Goizueta Pavilion opens at Richter
UM celebrates Cuban Heritage Collection’s new library facilities
Over 1,100 were present at a black-tie gala event commemorating the new home of the Cuban Heritage Collection.
The 10,000-square-foot Robert C. Goizueta Pavilion, on the second floor of the Richter Library, is named after the late Cuban-born CEO of the Coca-Cola Company.
The Jan. 28 dedication coincided with the birth date of the Cuban patriot Jose Marti and was made possible through a $2.5 million gift from the Goizueta Foundation.
“Gracias, gracias, gracias for these wonderful gifts,” President Donna E. Shalala said. “The Goizueta Pavilion is a concrete symbol of the University’s commitment to Cuban studies and the preservation of Cuban history and culture,” said University President Donna E. Shalala.
“Thanks to the generosity of the Goizueta family, the Cuban Heritage Collection [CHC] will be able to continue to gather and make accessible materials necessary for the study, analysis and understanding of the Cuban experience for generations to come,” said Esperanza B. de Varona, CHC director. “[The Pavilion] is truly the home of my dreams.”
Javier C. Goizueta, the son of Robert C. Goizueta, thanked all those who helped in the realization of the new Pavilion during a speech to the crowd.
“Your work, your passion, your entire life has been dedicated to a Cuba that once flourished, a Cuba that was once free,” Goizueta said of de Varona. “It would be impossible to recognize at this ceremony the hundreds of people who have helped to make this Cuban collection possible for all of us to enjoy.”
Many of those present appreciated the efforts behind the creation of the Pavilion.
“The whole thing is beautiful,” said Vivian Pacheco, of the Richter Library. “The sacrifices and hard work of many have finally been turned into a reality.”
“This is a great way to preserve our Cuban roots and heritage,” said Alberto Pacheco.
Currently, the CHC is the largest collection of materials documenting the Cuban exile and Cuban-American experience, as well as the largest repository of historical and cultural Cuban materials outside of Cuba.

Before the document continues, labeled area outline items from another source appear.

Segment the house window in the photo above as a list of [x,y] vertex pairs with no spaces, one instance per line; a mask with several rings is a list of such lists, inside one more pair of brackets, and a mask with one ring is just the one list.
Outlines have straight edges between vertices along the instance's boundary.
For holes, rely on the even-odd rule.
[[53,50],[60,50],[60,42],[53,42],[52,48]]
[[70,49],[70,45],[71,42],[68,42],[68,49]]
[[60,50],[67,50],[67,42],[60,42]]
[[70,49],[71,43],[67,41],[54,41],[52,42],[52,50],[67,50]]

Many credit the vastness of the collection to the arrival of thousands of Cuban exiles in the early 1960s, who brought with them many artifacts and now-historical documents from the island.
However, it was not until 1998, that the Richter Library’s vast and growing holdings of Cuban, Cuban exile and Cuban-American materials were brought together under the CHC.
“It is a privilege to assist the Cuban Heritage Collection in its important educational and archival mission,” Mrs. Goizueta said.
“It is an incredible honor to know that there is such a large part of UM that shares our culture,” said Cristina Arriaza, vice-president of the Federation of Cuban Students [FEC].
“It’s great to know that such a large part of the community has shown support for the project,” said Yadelene Riesgo treasurer of FEC.
Today, the new Pavilion houses a collection that spans over 400 years and consists of books; periodicals; special materials such as maps, posters and photographs; and collections of personal and corporate papers.
Through a recent grant from the Institute of Museum and Library Sciences, CHC has created a Digital Collection which is helping make selected archival materials available online to the general public.
“This is great, especially because it allows us young people to make a connection with the past – with what could have been and what will hopefully come,” Roberto Castro, president of FEC, said.
Many who are close to the CHC hope that students, faculty, staff and members of the local community will donate materials to the Pavilion so that the collection may continue to grow.
“I am sure that there are individuals within the local community who possess historic materials which will be better preserved in the new Pavilion,” said Sara Sanchez, a retired Latin-American bibliographer at Richter. “Whether it be letters or political clippings or items having to do with the revolution, I encourage anyone who may have these types of items to donate them so that future generations can use them, learn from them, and have them readily accessible.”